Conflits interminables, inondations records et sécheresses sévères : le Global Report on Internal Displacement 2025 dresse le sombre bilan de 38,8 millions de personnes toujours déracinées à l’intérieur du continent, soit près d’un Africain sur trente.
Jamais l’Afrique n’avait compté autant de déplacés internes. Selon le Global Report on Internal Displacement 2025 de l’IDMC, le continent abrite à lui seul 38,8 millions de personnes contraintes de fuir leur foyer sans franchir de frontière – soit près de la moitié des déplacés de la planète. Conflits persistants, inondations records ou cyclones dévastateurs : tour d’horizon des épicentres d’un phénomène en pleine accélération.
En 2024, six pays concentrent l’essentiel du drame : le Soudan (11,6 M), la RDC (6,2 M), le Nigeria (3,7 M), la Somalie (3,1 M), l’Éthiopie (2,4 M) et le Tchad (1,2 M). Ensemble, ils représentent plus de 75 % des déplacés internes africains. Derrière ces chiffres se cachent des familles qui fuient plusieurs fois — parfois la même année — alternant entre le feu des armes et la montée des eaux.
Soudan : l’épicentre mondial
Au lendemain d’une année de guerre totale entre l’armée et les Forces de soutien rapide, le Soudan détient un triste record : 11,6 millions de déplacés internes au 31 décembre 2024, le chiffre le plus élevé jamais enregistré pour un seul pays. Rien qu’en 2024, 3,8 millions de nouvelles fuites ont été comptabilisées. Les combats ont gagné les greniers du pays, provoqué des famines dans les camps et entravé l’acheminement de l’aide ; 97 % des déplacés vivent désormais dans des zones d’insécurité alimentaire aiguë.

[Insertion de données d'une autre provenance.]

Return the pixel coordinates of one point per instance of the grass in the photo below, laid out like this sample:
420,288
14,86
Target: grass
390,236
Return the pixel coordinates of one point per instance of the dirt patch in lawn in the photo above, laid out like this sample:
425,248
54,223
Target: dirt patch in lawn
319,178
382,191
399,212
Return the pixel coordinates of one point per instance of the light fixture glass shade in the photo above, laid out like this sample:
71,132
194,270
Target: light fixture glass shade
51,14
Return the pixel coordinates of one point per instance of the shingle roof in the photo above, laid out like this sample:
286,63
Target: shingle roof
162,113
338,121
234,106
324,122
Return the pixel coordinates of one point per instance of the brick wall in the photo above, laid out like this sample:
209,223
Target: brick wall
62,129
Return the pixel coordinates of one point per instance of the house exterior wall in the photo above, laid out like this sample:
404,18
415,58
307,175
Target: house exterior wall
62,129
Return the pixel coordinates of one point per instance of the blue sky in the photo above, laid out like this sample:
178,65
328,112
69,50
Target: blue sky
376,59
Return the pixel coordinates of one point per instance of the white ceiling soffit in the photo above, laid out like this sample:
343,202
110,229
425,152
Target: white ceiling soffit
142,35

RD Congo : guerre, crues et déplacements en rafale
À l’ouest du continent, la République démocratique du Congo illustre le cocktail « conflit + climat ». Les offensives des groupes armés dans les provinces orientales ont généré 5,3 millions de mouvements en 2024 ; 93 % dans le seul Nord-Kivu. En parallèle, des crues historiques du fleuve Congo ont entraîné 750 000 déplacements supplémentaires et submergé la capitale Kinshasa. Résultat : plus de 6,2 millions de Congolais vivaient encore en exil intérieur fin 2024.
Tchad : le débordement du siècle
Pays le plus vulnérable au changement climatique, le Tchad a essuyé les pires inondations de son histoire récente. Entre août et novembre 2024, 1,3 million de personnes ont dû fuir les eaux dans 23 provinces, dont la capitale N’Djamena. Les champs noyés (1,9 million d’hectares) ont annihilé les récoltes et plongé les familles dans une crise alimentaire durable. À la fin de l’année, près de 1,2 million de Tchadiens restaient déplacés.
Nigeria : quand la digue rompt à Maiduguri
Chez le géant ouest-africain, le conflit avec Boko Haram continue de chasser les civils – 295 000 nouveaux déplacements en 2024 – mais c’est l’eau qui a fait déborder les camps. L’effondrement du barrage d’Alau a submergé 40 % de Maiduguri, entraînant 121 000 déplacés supplémentaires, souvent déjà réfugiés dans la ville.
Sur l’ensemble du pays, les crues ont provoqué 1,25 million de mouvements en 2024. Au total, 3,7 millions de Nigérians demeurent déracinés.
Somalie & Éthiopie : la résistance sous perfusion
Dans la Corne de l’Afrique, la Somalie et l’Éthiopie enregistrent respectivement 3,9 millions et 3,1 millions de déplacés (conflit et catastrophes confondus). Si les affrontements avec Al-Shabab reculent légèrement, les sécheresses puis les inondations freinent tout retour : plus de 733 000 Somaliens et 757 000 Éthiopiens restaient déplacés suite à des aléas climatiques fin 2024
Un enjeu continental, des réponses encore locales
L’IDMC souligne que 23 nations africaines cumulent aujourd’hui déplacements liés aux conflits et aux catastrophes naturelles, un chiffre qui a triplé en quinze ans
Si certains gouvernements se dotent de stratégies nationales – du “Borno Model” au Nigeria à la loi tchadienne sur les déplacés, l’ampleur des besoins dépasse de loin les financements disponibles.
« L’aide humanitaire n’est plus qu’un pansement », prévient le rapport, appelant à lier prévention des conflits, adaptation climatique et solutions de développement pour inverser la tendance.